On the Beach at Night Alone competed in the 67th Berlin International Film Festival, awarding Kim Minhee the top prize for acting, the Silver Bear for Best Actress.
Director and performer come together amidst a whirlwind of their highly publicized affair, recreating on screen a semi-autobiographical depiction of their tabloid-bombarded relationship. Director Hong Sang Soo and actress Kim Minhee first came together in 2015, while collaborating on Hong’s film, Right Now, Wrong Then. Their extramarital affair has since then caused a media sensation in Korea.
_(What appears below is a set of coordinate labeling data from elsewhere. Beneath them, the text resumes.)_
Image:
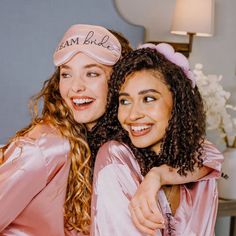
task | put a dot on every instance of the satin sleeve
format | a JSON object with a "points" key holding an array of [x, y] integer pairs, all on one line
{"points": [[213, 159], [116, 178], [22, 176]]}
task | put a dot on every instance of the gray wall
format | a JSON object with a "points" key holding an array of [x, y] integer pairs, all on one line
{"points": [[29, 33]]}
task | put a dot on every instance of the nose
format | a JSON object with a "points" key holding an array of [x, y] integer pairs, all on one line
{"points": [[135, 112], [78, 85]]}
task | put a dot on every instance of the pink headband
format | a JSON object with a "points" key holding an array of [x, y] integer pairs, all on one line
{"points": [[175, 57], [95, 41]]}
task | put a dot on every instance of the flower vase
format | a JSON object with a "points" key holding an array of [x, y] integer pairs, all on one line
{"points": [[226, 186]]}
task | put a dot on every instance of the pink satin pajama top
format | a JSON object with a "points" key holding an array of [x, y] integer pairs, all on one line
{"points": [[33, 182], [116, 178]]}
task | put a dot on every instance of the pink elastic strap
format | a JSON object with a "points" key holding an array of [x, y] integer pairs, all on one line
{"points": [[175, 57]]}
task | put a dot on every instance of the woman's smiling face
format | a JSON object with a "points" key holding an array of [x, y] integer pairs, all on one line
{"points": [[145, 107], [83, 86]]}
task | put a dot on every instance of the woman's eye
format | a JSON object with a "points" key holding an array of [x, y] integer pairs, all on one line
{"points": [[92, 74], [149, 99], [124, 102]]}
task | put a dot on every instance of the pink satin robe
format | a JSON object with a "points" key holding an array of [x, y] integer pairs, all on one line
{"points": [[33, 182], [116, 178]]}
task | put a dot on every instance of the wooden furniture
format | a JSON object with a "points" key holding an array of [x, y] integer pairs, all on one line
{"points": [[228, 208]]}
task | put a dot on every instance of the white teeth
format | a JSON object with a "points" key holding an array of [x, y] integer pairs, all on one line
{"points": [[82, 100], [140, 128]]}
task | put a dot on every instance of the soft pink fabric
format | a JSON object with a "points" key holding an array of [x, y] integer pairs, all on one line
{"points": [[93, 40], [33, 184], [116, 178]]}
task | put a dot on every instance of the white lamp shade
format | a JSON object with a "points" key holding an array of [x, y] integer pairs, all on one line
{"points": [[193, 16]]}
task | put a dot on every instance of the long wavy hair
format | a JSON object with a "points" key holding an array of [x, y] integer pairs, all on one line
{"points": [[57, 113], [181, 147]]}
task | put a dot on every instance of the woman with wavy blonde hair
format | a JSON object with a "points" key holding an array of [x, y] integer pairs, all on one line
{"points": [[45, 177]]}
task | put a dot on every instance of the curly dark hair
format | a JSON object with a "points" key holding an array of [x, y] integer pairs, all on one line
{"points": [[181, 147], [105, 129]]}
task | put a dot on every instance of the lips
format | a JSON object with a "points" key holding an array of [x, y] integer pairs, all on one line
{"points": [[138, 130], [82, 103]]}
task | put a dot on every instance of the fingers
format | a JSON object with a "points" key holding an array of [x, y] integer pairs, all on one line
{"points": [[141, 227], [144, 219]]}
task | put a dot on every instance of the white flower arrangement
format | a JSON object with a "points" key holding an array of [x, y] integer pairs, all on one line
{"points": [[216, 105]]}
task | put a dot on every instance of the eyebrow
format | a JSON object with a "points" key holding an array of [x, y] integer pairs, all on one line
{"points": [[142, 92], [87, 66]]}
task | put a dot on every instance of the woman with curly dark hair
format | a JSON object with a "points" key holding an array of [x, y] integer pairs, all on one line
{"points": [[160, 109]]}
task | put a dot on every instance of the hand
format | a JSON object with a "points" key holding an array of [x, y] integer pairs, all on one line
{"points": [[145, 213]]}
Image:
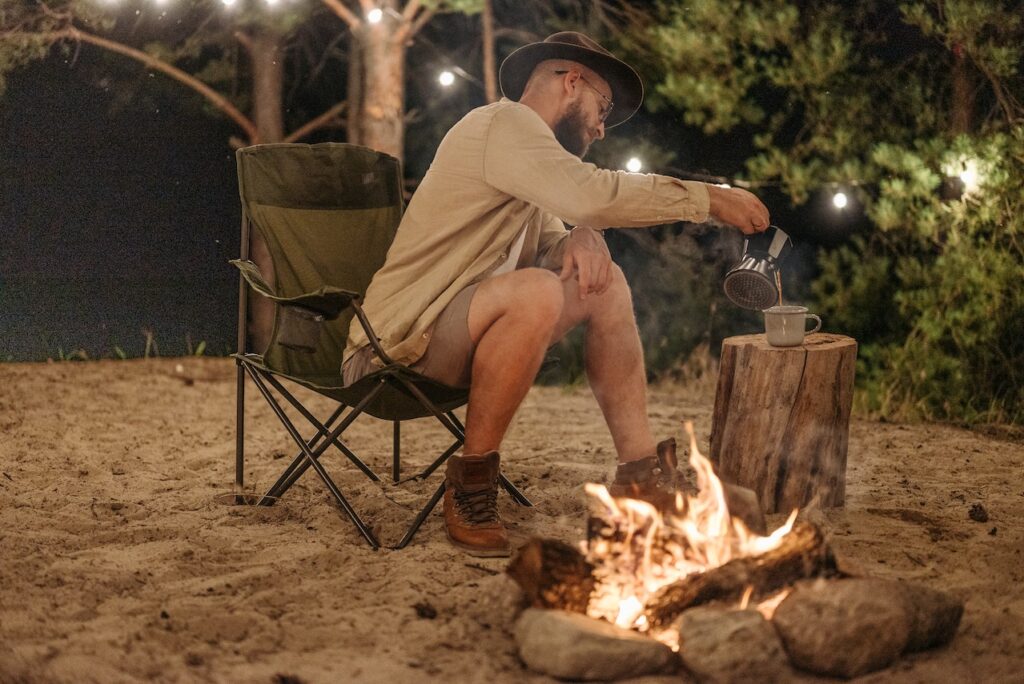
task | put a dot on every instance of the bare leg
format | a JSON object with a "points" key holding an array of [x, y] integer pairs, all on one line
{"points": [[613, 361], [511, 321]]}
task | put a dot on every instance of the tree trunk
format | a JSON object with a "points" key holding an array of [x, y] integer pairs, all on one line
{"points": [[266, 58], [489, 72], [780, 425], [963, 95], [377, 87]]}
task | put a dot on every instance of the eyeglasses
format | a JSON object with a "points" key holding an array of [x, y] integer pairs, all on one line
{"points": [[608, 102]]}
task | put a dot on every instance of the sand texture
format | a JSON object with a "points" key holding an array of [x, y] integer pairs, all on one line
{"points": [[117, 563]]}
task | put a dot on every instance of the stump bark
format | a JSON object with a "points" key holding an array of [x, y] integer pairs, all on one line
{"points": [[781, 419]]}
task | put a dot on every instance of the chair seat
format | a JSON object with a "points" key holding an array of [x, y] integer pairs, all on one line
{"points": [[394, 402]]}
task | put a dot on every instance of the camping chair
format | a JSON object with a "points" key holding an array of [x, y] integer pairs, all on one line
{"points": [[328, 214]]}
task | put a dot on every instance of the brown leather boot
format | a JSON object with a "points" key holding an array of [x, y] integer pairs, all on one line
{"points": [[652, 478], [471, 506]]}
On the Beach at Night Alone is a sort of byproduct of the aftermath of their affair. Kim Minhee plays an arguably fictionalized version of herself by the name Younghee, a famous Korean actress who has fled Seoul, South Korea in order to escape the negative attention from her recent affair with a married director. The presence of the elusive director lingers throughout the film; he is constantly being alluded to, not only by Younghee but also by all of her acquaintances.
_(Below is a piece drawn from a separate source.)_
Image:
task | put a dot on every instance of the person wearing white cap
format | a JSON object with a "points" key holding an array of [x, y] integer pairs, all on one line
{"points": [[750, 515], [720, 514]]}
The first chapter of the movie follows Younghee as she sentimentalizes over the foreignness of the German city of Hamburg. The film is dense with dialogue; characters often dwell on mundane, inconsequential, and irrelevant subjects. They ponder why a stranger seems to be blushing, or about the health of a local bookstore keeper—perhaps in an attempt to capture a sense of idleness, but the result seems excessively prosaic and humorless. When Younghee and others are not quietly contemplating over such trivialities, they often speak abstractly of love: of its superficiality, deceptiveness, and its self-entrapping nature. Younghee struggles to come to terms with the unattainable idea of love, having been exposed to such a turbulent and public relationship with a married man.
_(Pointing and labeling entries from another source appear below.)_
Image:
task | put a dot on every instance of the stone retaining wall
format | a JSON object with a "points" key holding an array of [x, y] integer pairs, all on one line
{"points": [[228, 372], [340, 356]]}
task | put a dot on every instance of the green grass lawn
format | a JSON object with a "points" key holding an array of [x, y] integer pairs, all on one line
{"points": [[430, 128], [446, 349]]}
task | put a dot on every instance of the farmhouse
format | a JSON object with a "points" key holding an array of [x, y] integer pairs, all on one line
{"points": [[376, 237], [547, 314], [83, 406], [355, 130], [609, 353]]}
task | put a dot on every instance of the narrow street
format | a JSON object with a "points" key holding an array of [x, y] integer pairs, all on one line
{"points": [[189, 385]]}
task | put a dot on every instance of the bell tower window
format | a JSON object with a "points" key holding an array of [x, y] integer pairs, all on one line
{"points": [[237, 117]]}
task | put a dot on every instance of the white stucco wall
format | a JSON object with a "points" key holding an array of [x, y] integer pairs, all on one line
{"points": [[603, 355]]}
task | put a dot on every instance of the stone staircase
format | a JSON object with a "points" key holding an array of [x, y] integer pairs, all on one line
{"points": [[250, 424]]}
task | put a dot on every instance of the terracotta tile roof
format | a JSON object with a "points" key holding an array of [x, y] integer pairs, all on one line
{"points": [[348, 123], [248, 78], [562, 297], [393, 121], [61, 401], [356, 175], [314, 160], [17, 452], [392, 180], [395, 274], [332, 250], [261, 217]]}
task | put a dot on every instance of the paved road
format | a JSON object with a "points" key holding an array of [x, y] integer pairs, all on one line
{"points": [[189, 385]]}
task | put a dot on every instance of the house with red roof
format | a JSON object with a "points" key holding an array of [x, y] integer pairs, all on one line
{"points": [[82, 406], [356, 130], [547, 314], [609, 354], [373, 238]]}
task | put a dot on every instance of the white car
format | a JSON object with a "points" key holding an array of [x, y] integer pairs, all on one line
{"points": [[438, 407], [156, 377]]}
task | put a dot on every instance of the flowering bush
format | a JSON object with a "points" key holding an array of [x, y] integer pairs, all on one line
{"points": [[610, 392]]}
The first chapter is disrupted by movie credits, and the second chapter begins with Younghee sitting in an empty theater watching the credits roll by, with her own name credited, as if witnessing the closing of her own movie. There’s something sinisterly meta about the vision: the actress’s reality and her role as a performer blends into ambiguity. Kim Minhee and Younghee’s identities become morphed and distorted. The actress is playing a role that mirrors her own life.
The second chapter is set halfway across the world in Gangneung, South Korea, a beach town located northwest of the country’s capital. At the theater in Gangneung, Younghee runs into an old acquaintance; who, after awkward remarks about the “rumors” of her affair, invites her over for coffee at his cafe. More idle dialogue transpires between various characters, reminiscent of overhearing fragments of a conversation in a public space. The characters’ exchanges never amount to anything even remotely consequential: a characteristic of Hong’s style. Everything about the film is retrained and muted in a sense that there is no plot or climax. What we receive is a myriad of characters interacting with one another that resembles the subtleties and insignificance of everyday interactions.
Younghee’s internal conflict and torment is revealed only after she has had liberal amounts of alcohol. When she is intoxicated, she bursts into screams about the falsity of love and men. She can only truly express her frustrations and sadness when she and everybody else around her are inebriated. She reveals a side of her that she hides so well under her charming appearance: one that is ugly, cynical, and caustic, but nevertheless the most honest.